Brazil's trade surplus of $6.16 billion in September, 38 percent more than last year, due to its weak currency has led to fewer containers and vessel space that could ship coffee cargoes out of its ports.
The pandemic has caused a 40 percent drop in the country's currency, the real, leading to a deluge of exports of much cheaper Brazilian goods and a sharp decrease in imports.
The weak currency allows Brazilian farmers to receive more reals in dollar-denominated trade, prompting them to rush in selling their crops, boosting exports.
The result was an imbalance of nearly 80,000 boxes in Brazil in August, with around 251,000 containers leaving the country and only 172,000 arriving.

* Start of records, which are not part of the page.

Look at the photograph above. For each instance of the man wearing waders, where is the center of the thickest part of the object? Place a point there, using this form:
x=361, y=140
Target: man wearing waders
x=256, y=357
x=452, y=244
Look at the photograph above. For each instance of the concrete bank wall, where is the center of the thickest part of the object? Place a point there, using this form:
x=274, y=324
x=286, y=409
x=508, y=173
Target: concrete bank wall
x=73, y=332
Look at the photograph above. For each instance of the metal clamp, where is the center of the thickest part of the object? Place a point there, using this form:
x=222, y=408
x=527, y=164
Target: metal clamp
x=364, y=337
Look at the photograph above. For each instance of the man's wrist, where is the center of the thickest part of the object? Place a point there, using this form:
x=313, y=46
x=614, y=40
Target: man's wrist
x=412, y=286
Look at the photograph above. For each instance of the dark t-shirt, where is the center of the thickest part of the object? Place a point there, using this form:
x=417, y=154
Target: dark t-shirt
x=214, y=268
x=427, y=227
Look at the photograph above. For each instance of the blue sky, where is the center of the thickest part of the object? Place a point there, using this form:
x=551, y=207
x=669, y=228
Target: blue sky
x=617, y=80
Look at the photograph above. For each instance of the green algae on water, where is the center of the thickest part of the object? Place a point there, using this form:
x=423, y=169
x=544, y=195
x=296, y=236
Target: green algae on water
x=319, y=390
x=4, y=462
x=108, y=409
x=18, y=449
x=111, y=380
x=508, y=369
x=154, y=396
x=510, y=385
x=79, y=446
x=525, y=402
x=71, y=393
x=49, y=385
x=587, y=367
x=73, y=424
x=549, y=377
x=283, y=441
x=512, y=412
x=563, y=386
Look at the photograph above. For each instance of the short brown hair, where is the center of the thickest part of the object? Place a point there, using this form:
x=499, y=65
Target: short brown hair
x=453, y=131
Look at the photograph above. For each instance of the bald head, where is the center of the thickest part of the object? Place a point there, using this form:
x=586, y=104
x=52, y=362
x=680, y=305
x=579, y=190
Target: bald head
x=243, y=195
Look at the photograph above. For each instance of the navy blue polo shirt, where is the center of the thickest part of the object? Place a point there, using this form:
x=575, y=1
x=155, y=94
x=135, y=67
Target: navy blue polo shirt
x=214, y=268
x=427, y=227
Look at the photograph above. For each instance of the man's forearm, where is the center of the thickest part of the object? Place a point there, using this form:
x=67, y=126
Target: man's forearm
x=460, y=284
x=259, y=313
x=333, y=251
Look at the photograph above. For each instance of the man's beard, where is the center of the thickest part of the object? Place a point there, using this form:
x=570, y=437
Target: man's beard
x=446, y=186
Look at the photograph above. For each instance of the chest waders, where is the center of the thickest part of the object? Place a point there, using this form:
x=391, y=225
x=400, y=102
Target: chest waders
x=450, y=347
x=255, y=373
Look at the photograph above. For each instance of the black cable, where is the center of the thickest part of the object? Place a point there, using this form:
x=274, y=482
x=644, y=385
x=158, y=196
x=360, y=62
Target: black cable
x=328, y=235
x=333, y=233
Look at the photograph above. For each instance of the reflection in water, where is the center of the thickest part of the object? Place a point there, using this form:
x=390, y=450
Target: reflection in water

By contrast, in January, 216,000 boxes arrived and 201,000 left.
Consequently, it is not currently feasible to export Brazilian coffee promptly, which can only be done at a higher cost.
Shipping companies such as Maersk and MSC are fully-booked in Brazil, with no more room for shipments in October.
Maersk said it was working to improve container availability.
Julian Thomas, general manager for Maersk East Coast South America, said that with the coffee sector is entering into the peak season, it is highly-important for producers to have the vision when to move stocks in advance.
With cargoes from Brazil taking longer to arrive, global coffee merchants may need to source supplies from other countries.